Settling Into A Village Routine (21 March 1975)
Galley Hill Women’s Institute have celebrated their first anniversary. Nothing much in that, some might say. But wait a minute.
Commonly a WI is a village institution, but Galley Hill is a new city housing estate. And commonly a village is a place where most people have known most other people all their lives, but a new housing estate is a place where most people have known most other people only a very short time indeed. The Galley Hill WI, therefore, is remarkable both in conception and execution.
It apparently proceeds on the usual unostentatious WI lines, including guest speakers, monthly competitions with a cup for the year’s over-all winner, and all that sort of thing. Yet its success is highly significant. It indicates a settling-in and also a speedy adaptation to a village-type neighbourliness.
So, good luck to you, Galley Hill, and may you enjoy many more sausage and mash anniversary suppers as you go ahead with your home-making tips and other efforts towards building Jerusalem in Milton Keynes.
Probably the oldest WI hereabouts – though I cannot speak for the whole area – is that at Water Eaton, which, according to my reckoning is 50 years old this year. How it was formed may be worth telling.
For a start a preliminary meeting was organised by Mrs Laura Clifton, of Mill Road, whom many old Eatonians remember with affection. Twenty-five potential members – the minimum number required to form an institute – attended the meeting at the old George Inn, and were addressed by a Mrs Woodgate and a Mrs Disraeli from the Bucks executive. It was then agreed to start an institute.

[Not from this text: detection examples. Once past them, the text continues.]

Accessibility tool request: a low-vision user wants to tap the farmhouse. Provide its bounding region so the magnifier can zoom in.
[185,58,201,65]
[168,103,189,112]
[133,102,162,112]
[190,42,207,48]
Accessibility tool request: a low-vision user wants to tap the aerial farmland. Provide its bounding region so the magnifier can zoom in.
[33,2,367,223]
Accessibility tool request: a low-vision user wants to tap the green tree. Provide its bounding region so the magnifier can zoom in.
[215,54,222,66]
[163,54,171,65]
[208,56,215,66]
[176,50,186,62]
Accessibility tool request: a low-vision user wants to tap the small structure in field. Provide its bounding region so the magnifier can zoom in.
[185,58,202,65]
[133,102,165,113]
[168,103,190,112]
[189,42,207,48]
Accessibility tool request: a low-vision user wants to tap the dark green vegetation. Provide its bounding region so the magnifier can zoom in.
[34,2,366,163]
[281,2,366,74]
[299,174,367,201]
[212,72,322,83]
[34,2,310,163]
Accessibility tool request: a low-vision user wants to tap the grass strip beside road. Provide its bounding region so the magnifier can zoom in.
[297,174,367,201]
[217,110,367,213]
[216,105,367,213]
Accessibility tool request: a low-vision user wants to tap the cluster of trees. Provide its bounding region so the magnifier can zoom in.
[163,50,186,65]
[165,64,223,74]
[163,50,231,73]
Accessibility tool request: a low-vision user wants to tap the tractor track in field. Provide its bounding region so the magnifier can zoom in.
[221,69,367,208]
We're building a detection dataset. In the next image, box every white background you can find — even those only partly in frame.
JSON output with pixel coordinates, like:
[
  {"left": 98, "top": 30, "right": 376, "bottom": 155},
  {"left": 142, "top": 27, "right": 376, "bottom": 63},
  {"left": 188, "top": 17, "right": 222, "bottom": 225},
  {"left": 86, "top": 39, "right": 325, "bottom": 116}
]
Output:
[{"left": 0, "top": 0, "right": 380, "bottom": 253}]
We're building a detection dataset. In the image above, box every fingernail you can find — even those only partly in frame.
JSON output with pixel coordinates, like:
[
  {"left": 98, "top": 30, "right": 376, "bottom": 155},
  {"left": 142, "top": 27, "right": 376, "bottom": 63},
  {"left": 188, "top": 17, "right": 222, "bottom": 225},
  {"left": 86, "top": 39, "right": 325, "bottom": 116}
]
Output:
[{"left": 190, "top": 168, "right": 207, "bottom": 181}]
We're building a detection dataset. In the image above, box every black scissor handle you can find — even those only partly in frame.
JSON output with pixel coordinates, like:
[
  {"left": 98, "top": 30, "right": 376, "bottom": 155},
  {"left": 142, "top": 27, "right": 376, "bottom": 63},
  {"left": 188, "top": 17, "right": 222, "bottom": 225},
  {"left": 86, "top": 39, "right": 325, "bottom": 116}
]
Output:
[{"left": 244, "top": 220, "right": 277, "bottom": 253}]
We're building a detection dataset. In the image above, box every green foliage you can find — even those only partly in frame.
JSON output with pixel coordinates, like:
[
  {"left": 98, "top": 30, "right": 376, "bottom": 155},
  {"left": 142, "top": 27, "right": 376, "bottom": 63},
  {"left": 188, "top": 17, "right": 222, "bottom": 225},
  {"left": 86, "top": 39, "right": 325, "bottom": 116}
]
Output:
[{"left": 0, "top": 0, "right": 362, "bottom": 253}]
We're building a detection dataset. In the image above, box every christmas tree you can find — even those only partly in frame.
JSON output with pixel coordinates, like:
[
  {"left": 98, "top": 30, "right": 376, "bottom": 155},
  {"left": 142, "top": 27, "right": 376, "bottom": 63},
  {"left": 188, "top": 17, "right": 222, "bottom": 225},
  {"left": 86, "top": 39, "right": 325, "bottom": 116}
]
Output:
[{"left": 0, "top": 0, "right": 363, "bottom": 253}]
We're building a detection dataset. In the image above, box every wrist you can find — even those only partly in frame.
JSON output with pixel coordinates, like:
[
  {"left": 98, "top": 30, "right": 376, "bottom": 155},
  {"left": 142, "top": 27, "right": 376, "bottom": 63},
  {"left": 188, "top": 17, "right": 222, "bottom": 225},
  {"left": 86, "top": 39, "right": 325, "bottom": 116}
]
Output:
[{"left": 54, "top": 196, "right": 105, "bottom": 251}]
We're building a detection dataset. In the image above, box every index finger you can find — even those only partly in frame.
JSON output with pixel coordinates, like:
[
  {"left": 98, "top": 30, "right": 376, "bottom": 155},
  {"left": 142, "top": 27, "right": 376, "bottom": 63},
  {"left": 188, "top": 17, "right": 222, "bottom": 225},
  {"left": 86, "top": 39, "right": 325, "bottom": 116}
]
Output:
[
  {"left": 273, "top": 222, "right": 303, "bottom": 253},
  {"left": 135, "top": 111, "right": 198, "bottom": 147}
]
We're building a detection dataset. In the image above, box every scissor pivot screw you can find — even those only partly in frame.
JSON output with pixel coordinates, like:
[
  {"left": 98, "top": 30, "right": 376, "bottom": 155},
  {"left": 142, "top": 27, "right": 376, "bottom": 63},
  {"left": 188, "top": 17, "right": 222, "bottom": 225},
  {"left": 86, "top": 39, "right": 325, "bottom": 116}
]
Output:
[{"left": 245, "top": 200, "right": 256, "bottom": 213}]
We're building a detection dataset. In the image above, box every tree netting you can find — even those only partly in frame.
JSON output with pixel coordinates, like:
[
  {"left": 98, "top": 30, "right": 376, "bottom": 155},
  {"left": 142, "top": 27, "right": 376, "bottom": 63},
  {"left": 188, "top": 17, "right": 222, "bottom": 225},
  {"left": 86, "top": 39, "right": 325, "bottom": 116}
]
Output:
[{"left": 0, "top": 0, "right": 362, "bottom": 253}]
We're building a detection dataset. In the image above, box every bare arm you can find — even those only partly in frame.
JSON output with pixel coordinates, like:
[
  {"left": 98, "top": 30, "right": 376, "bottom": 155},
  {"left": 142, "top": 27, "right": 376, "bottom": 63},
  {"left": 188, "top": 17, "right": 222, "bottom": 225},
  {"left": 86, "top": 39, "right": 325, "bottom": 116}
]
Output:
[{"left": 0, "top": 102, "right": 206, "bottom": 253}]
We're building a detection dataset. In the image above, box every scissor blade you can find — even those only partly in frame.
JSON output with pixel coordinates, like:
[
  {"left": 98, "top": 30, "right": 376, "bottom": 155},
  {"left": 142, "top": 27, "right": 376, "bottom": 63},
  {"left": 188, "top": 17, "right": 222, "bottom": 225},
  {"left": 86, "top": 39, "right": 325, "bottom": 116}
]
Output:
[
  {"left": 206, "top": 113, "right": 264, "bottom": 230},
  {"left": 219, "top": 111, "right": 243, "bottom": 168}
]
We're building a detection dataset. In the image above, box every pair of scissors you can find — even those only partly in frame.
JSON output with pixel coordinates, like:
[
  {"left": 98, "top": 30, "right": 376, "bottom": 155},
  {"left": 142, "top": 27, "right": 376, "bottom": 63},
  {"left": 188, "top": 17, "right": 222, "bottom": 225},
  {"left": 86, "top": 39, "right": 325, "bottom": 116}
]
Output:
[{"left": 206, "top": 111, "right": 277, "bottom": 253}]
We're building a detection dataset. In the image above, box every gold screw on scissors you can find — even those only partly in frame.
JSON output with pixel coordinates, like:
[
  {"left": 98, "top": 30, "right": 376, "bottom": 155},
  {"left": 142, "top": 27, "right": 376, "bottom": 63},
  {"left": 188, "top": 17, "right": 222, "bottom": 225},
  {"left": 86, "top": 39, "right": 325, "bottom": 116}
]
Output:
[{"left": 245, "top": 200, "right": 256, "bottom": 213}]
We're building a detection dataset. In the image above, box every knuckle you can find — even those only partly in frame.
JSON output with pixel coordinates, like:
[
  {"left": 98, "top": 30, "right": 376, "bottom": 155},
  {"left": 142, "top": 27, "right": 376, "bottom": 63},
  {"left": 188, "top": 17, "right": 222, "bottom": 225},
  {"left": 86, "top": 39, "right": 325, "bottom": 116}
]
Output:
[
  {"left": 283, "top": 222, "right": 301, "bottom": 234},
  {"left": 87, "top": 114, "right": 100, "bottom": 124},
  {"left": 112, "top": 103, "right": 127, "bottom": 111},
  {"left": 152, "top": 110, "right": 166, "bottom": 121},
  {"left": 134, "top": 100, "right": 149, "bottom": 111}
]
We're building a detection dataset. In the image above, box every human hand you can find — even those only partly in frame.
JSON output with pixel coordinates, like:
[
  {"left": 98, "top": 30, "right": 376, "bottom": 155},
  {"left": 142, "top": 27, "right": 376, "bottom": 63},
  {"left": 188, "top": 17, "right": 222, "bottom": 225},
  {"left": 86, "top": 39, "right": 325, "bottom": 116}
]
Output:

The inaugural meeting, complete with the inevitable cup of tea, was held in the old disused Water Eaton School which stood on the site of the present Coronation Hall, and which Mr Hedley Clarke had offered to the WI rent-free for a year.
For the meeting pews were borrowed from the little Methodist chapel nearby. Crockery was also borrowed from there and the water was boiled in Mrs Clifton’s kitchen across the way.
Mrs Bennitt, wife of the then Rector of Bletchley, was elected president and Mrs Clifton secretary. Treasurer was Mrs W.H. Gurney, of Sycamore Farm, who remained an officer for the next 25 years.
At the beginning the only other non-political, non-sectarian association in the village was the cricket club. The WI membership fee of two shillings meant a real sacrifice on the part of some folk to join this second organisation as well.
For the first meeting the committee of ten stood in the small kitchenette attached to the school and one of their first resolutions was to purchase six dozen chairs and after that some crockery.
Money for this was raised by whist drives and socials. Among male helpers was Mr W.H. Gurney, who happily is still with us. The events were well supported by the villagers and within a few weeks members were sitting on their own WI chairs and drinking from their own WI cups, tea made in their own WI kettle and teapot.
The WI and the cricket club worked well together helping to run each other’s socials and dances. And when the Coronation Hall was built in 1937 it became the home of both. The cricket club did not survive the 1939-45 war, although it had achieved local fame in its time.
The WI did manage to survive, however. During the war, the hall was requisitioned by the military for billeting, and the WI made shift by limiting membership to 50 and moving to the Methodist chapel – back to the pews they had originally borrowed. Apart from that period the WI has held its meetings practically on the same spot all its time.
During the war many members became engulfed in Red Cross evacuation and other “home front” activities, but a little group kept the WI banner flying by knitting socks for village boys in the forces. The banner had been designed by Mrs Bennitt in the first year and did duty up to 1952. Today the WI is a village organisation matched in size only by the Evergreens old people’s club.
The WI movement is not of ancient origin. It started in Canada and it is only a few years since the national federation in this country celebrated its jubilee. Latterly there have been suggestions that WIs have had their day and even that they are becoming old women’s clubs. Certainly there is now much competition from other women’s organisations, but these are mainly devoted to particular interests.
Moreover, the WI movement, with its county and national resolutions, presents a weight of non-party opinion which no legislature can afford to ignore. As for the “old women” charge – I will leave it to Galley Hill to answer that!